BUENOS AIRES -- President Cristina Fernandez announced Monday investments in infrastructure projects for 111 billion pesos ($32.65 billion) from now to 2011 as a way of shoring up Argentina's economic growth against the pounding it is taking from the global financial crisis.

She said that this plan "is the most ambitious" in Argentine history and will create some 380,000 jobs with investment in infrastructure that reaches a "record" 5 percent of gross domestic product.

Of the plan's total investment up to 2011 in the energy, transportation and housing sectors, among other works, some $20.88 billion "already have the financial structure needed to carry them out," the president said.

This stimulus plan "was not made in haste, is not improvised nor is it the work of beginners," Fernandez said, adding that these are measures to assure economic growth in the contingency of "the Wall Street tsunami."

The execution of the works, she said, will be in the hands of provincial and municipal governments so that the infrastructure improvements reach "deep Argentina."

She said that the plan, which among other elements contemplates the building of 300,000 housing units, was designed to favor small and medium-sized businesses.

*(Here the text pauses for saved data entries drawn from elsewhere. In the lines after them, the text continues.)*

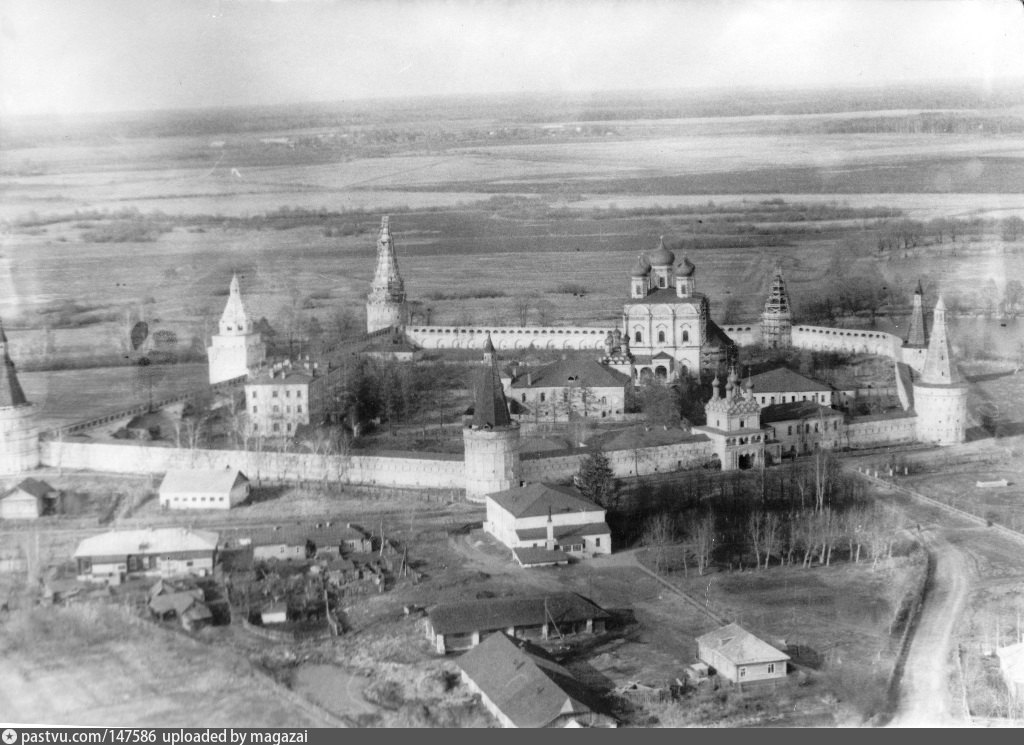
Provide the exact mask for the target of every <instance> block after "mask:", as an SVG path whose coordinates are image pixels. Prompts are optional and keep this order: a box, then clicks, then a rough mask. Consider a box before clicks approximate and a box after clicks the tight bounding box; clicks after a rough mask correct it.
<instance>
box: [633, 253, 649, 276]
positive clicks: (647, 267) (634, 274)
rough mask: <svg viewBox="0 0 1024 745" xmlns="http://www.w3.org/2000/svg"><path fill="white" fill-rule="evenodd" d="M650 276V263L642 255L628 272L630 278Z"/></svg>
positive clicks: (645, 256) (639, 256)
mask: <svg viewBox="0 0 1024 745" xmlns="http://www.w3.org/2000/svg"><path fill="white" fill-rule="evenodd" d="M648 274H650V262H649V261H647V257H646V256H644V255H643V254H640V256H638V257H637V263H636V264H634V265H633V268H632V269H631V270H630V276H647V275H648Z"/></svg>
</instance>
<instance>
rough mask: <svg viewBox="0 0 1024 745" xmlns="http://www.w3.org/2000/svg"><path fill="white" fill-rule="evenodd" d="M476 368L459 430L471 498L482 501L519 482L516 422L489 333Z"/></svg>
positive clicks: (514, 486) (473, 499)
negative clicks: (463, 446)
mask: <svg viewBox="0 0 1024 745" xmlns="http://www.w3.org/2000/svg"><path fill="white" fill-rule="evenodd" d="M478 372H479V375H478V377H477V380H476V382H475V385H474V391H473V394H474V395H473V419H472V421H471V422H470V423H469V424H468V425H466V427H465V428H464V429H463V431H462V437H463V442H464V444H465V449H466V454H465V461H466V498H467V499H469V500H470V501H483V500H484V497H485V496H486V495H487V494H490V493H493V492H495V491H504V490H505V489H511V488H513V487H516V486H519V424H518V423H517V422H513V421H512V418H511V417H510V415H509V406H508V402H507V401H506V400H505V393H504V391H503V390H502V381H501V374H500V372H499V369H498V359H497V356H496V354H495V345H494V344H493V343H492V341H490V335H487V341H486V343H485V344H484V347H483V367H482V368H481V369H480V370H478Z"/></svg>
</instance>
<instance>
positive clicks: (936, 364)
mask: <svg viewBox="0 0 1024 745" xmlns="http://www.w3.org/2000/svg"><path fill="white" fill-rule="evenodd" d="M921 382H922V383H924V384H926V385H929V386H954V385H958V384H961V383H963V378H962V377H961V375H959V370H958V369H957V368H956V365H955V364H954V363H953V359H952V353H951V352H950V348H949V338H948V337H947V336H946V304H945V303H944V302H942V298H941V297H940V298H939V301H938V302H937V303H936V304H935V312H934V314H933V316H932V338H931V339H930V340H929V341H928V352H927V353H926V355H925V366H924V368H923V369H922V370H921Z"/></svg>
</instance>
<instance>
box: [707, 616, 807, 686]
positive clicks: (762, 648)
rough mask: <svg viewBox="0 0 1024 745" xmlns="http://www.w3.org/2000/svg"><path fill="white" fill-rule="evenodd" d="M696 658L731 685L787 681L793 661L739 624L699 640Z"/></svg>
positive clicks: (732, 625) (731, 625)
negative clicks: (722, 677) (732, 683)
mask: <svg viewBox="0 0 1024 745" xmlns="http://www.w3.org/2000/svg"><path fill="white" fill-rule="evenodd" d="M697 657H698V658H699V659H700V661H701V662H706V663H707V664H709V665H710V666H711V667H713V668H715V671H716V672H717V673H718V674H719V675H721V676H722V677H725V678H726V680H728V681H731V682H732V683H752V682H755V681H768V680H774V678H779V677H785V673H786V661H787V660H788V659H790V655H787V654H785V653H784V652H779V651H778V650H777V649H775V648H774V647H772V646H771V645H770V644H768V643H767V642H763V641H761V640H760V639H758V638H757V637H755V636H754V634H753V633H751V632H750V631H748V630H746V629H744V628H741V627H740V626H739V625H738V624H736V623H730V624H729V625H727V626H722V627H721V628H716V629H715V630H714V631H709V632H708V633H706V634H703V636H702V637H697Z"/></svg>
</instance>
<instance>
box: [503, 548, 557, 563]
mask: <svg viewBox="0 0 1024 745" xmlns="http://www.w3.org/2000/svg"><path fill="white" fill-rule="evenodd" d="M512 554H513V556H515V559H516V561H517V562H519V566H521V567H541V566H550V565H552V564H568V563H569V556H568V554H565V553H564V552H561V551H548V550H547V549H542V547H534V546H520V547H519V549H513V550H512Z"/></svg>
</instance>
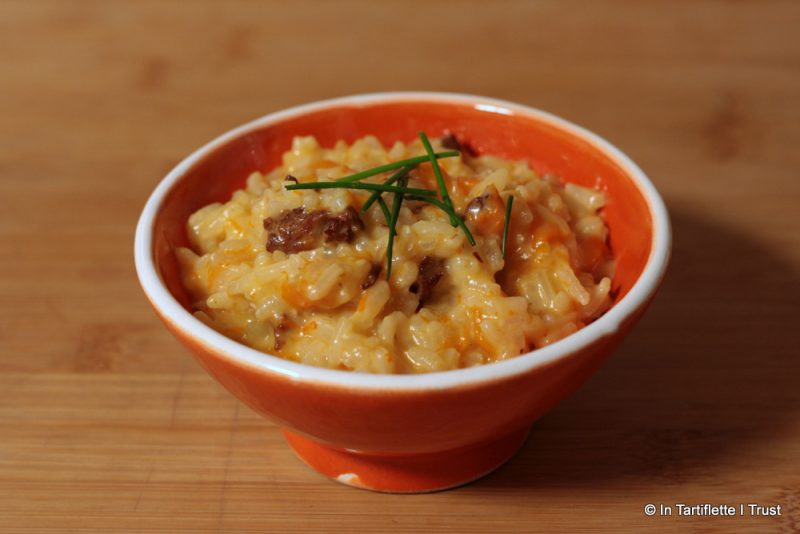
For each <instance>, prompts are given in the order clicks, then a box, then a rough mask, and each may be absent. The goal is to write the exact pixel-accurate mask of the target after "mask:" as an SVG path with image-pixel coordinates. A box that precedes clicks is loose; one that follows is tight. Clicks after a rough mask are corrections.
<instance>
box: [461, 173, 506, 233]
mask: <svg viewBox="0 0 800 534" xmlns="http://www.w3.org/2000/svg"><path fill="white" fill-rule="evenodd" d="M465 215H466V217H465V219H466V220H467V222H468V223H470V228H472V230H473V231H475V232H476V233H478V234H480V235H484V236H489V235H494V236H497V235H499V234H500V233H502V231H503V223H504V221H505V204H504V203H503V199H502V198H500V193H498V192H497V188H496V187H495V186H493V185H490V186H489V187H487V188H486V190H485V191H484V192H483V194H481V195H480V196H477V197H475V198H473V199H472V200H470V201H469V203H468V204H467V208H466V210H465Z"/></svg>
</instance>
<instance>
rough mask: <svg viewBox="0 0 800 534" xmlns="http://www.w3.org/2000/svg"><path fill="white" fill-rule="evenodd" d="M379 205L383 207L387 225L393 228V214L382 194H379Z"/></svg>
mask: <svg viewBox="0 0 800 534" xmlns="http://www.w3.org/2000/svg"><path fill="white" fill-rule="evenodd" d="M378 206H380V207H381V211H382V212H383V218H384V219H386V226H388V227H389V228H391V227H392V214H391V213H390V212H389V206H387V205H386V202H385V201H384V200H383V197H381V196H378Z"/></svg>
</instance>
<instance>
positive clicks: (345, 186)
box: [284, 182, 436, 196]
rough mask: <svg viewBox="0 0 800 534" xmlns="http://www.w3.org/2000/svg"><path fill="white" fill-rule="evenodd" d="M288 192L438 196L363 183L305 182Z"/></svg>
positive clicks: (401, 187) (390, 185)
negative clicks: (323, 191)
mask: <svg viewBox="0 0 800 534" xmlns="http://www.w3.org/2000/svg"><path fill="white" fill-rule="evenodd" d="M284 187H285V188H286V190H287V191H295V190H297V189H364V190H367V191H381V192H383V193H406V194H409V195H422V196H430V195H433V196H436V191H431V190H430V189H418V188H416V187H397V186H394V185H384V184H371V183H361V182H303V183H302V184H291V185H287V186H284Z"/></svg>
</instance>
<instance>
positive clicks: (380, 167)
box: [336, 150, 461, 182]
mask: <svg viewBox="0 0 800 534" xmlns="http://www.w3.org/2000/svg"><path fill="white" fill-rule="evenodd" d="M460 155H461V152H459V151H457V150H451V151H449V152H438V153H436V154H433V156H430V155H428V156H416V157H414V158H408V159H403V160H400V161H395V162H392V163H387V164H386V165H381V166H380V167H374V168H372V169H367V170H366V171H361V172H357V173H355V174H351V175H350V176H343V177H342V178H337V179H336V181H337V182H357V181H359V180H363V179H364V178H369V177H370V176H375V175H376V174H380V173H382V172H387V171H392V170H394V169H399V168H400V167H405V166H407V165H418V164H420V163H424V162H426V161H428V160H430V159H431V158H433V160H434V161H436V160H437V159H440V158H454V157H456V156H460Z"/></svg>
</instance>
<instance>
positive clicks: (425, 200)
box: [409, 196, 475, 247]
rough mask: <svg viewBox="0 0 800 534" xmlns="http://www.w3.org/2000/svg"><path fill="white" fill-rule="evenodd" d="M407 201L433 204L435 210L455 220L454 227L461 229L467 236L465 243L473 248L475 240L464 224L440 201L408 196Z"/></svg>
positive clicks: (462, 222) (466, 235) (440, 200)
mask: <svg viewBox="0 0 800 534" xmlns="http://www.w3.org/2000/svg"><path fill="white" fill-rule="evenodd" d="M409 200H419V201H422V202H427V203H428V204H433V205H434V206H436V207H437V208H439V209H440V210H442V211H443V212H445V213H446V214H448V215H449V216H450V218H451V219H455V220H456V225H457V226H460V227H461V230H463V232H464V235H465V236H467V241H469V244H470V245H472V246H473V247H474V246H475V238H474V237H473V236H472V232H470V231H469V228H467V225H466V223H465V222H464V221H463V220H461V217H459V216H458V215H456V212H455V211H453V208H451V207H449V206H447V205H446V204H445V203H444V202H442V201H441V200H437V199H435V198H431V197H419V196H409Z"/></svg>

The construction sector, which has some 20,000 small and middling firms, provides jobs for 400,000 workers, a number that the investment plan will boost to around 780,000, she said.

For decades Argentina's investment in infrastructure remained at around 1 percent of GDP, Fernandez said, adding that public works are "a political concept" of her government and of her husband and predecessor, Nestor Kirchner.

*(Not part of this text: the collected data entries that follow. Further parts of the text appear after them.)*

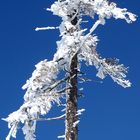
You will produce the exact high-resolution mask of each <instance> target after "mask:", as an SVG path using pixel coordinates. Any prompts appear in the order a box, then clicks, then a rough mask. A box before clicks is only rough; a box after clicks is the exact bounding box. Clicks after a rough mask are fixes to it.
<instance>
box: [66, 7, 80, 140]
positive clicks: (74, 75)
mask: <svg viewBox="0 0 140 140" xmlns="http://www.w3.org/2000/svg"><path fill="white" fill-rule="evenodd" d="M75 13H76V10H74V13H73V14H72V15H69V17H70V18H72V17H73V15H74V14H75ZM77 21H78V17H77V16H75V18H74V19H73V20H72V21H71V24H73V25H76V24H77ZM77 64H78V58H77V53H76V54H75V55H74V56H73V58H72V60H71V64H70V73H69V77H70V79H69V81H68V82H69V83H68V84H70V88H69V90H68V91H67V107H66V120H65V121H66V122H65V123H66V131H65V140H77V139H78V126H77V125H76V126H74V123H75V122H77V121H78V116H77V115H76V114H77V108H78V102H77V100H78V93H77V84H78V83H77Z"/></svg>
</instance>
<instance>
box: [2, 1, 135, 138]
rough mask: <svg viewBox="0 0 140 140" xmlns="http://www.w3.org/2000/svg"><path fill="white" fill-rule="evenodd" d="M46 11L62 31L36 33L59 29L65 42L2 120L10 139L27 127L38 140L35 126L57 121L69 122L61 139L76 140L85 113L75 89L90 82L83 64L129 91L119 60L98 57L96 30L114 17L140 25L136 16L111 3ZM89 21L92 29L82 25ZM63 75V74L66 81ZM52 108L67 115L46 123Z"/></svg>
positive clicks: (60, 33)
mask: <svg viewBox="0 0 140 140" xmlns="http://www.w3.org/2000/svg"><path fill="white" fill-rule="evenodd" d="M47 10H48V11H51V12H53V14H54V15H57V16H59V17H60V18H61V19H62V22H61V24H60V26H59V27H43V28H36V31H38V30H47V29H59V30H60V37H61V39H60V40H59V41H57V52H56V53H55V54H54V57H53V59H52V60H51V61H48V60H43V61H41V62H39V63H38V64H37V65H36V66H35V67H36V69H35V70H34V72H33V73H32V76H31V78H30V79H29V80H27V82H26V84H25V85H24V86H23V87H22V88H23V89H24V90H26V93H25V95H24V103H23V105H22V106H21V107H20V108H19V109H18V110H17V111H15V112H13V113H11V114H10V115H9V116H8V117H7V118H6V119H4V120H5V121H7V122H8V127H9V128H10V132H9V134H8V136H7V137H6V140H10V137H14V138H16V133H17V129H18V126H19V125H20V124H23V125H21V126H23V127H22V130H23V133H24V135H25V140H35V139H36V136H35V129H36V123H37V121H40V120H55V119H64V120H65V134H64V135H63V136H59V137H58V138H64V139H65V140H77V139H78V123H79V116H80V115H81V114H82V112H83V111H84V109H79V110H78V106H77V101H78V96H79V95H78V86H77V85H78V82H85V81H87V79H86V78H84V74H83V73H82V72H81V70H80V69H81V62H83V61H84V62H86V64H87V65H93V66H95V68H96V69H97V74H96V76H97V77H99V78H101V79H104V78H105V77H106V76H107V75H109V76H110V77H111V78H112V79H113V81H114V82H116V83H117V84H119V85H121V86H122V87H124V88H126V87H130V86H131V83H130V82H129V80H126V79H125V78H126V74H125V73H127V68H125V67H124V65H123V64H119V61H118V59H111V58H108V59H106V58H102V57H101V56H100V55H99V54H98V53H97V51H96V47H97V44H98V37H97V36H96V35H95V34H94V31H95V29H96V28H97V27H98V26H99V25H105V22H106V21H107V20H108V19H110V18H114V19H124V20H126V22H127V23H131V22H133V21H135V20H136V16H135V15H134V14H132V13H130V12H128V11H127V9H126V8H123V9H122V8H119V7H117V5H116V4H115V3H114V2H109V1H108V0H58V1H55V2H54V3H53V4H52V5H51V8H50V9H47ZM85 16H89V17H91V19H92V20H93V22H94V24H93V26H92V27H91V28H90V29H84V28H83V26H82V25H83V24H85V21H84V19H83V18H84V17H85ZM92 20H91V21H92ZM60 73H65V74H64V77H63V78H62V79H61V78H60V76H59V74H60ZM64 99H65V103H63V102H64ZM62 101H63V102H62ZM53 103H56V104H58V105H59V106H61V105H63V106H64V110H65V113H64V115H61V116H59V117H54V118H47V114H48V112H49V111H50V109H51V108H52V105H53Z"/></svg>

Public Works Secretary Jose Lopez said that construction plans for housing, hospitals, roads, drains and sewers, among others, have been "fragmented" so that the works are executed in 10 months and no company can be awarded more than two contracts.

The stimulus plan for infrastructure also includes the construction of new gas pipelines and electricity generators, as well as the completion by 2010 of Argentina's second nuclear power plant "after 20 years of paralysis," she said.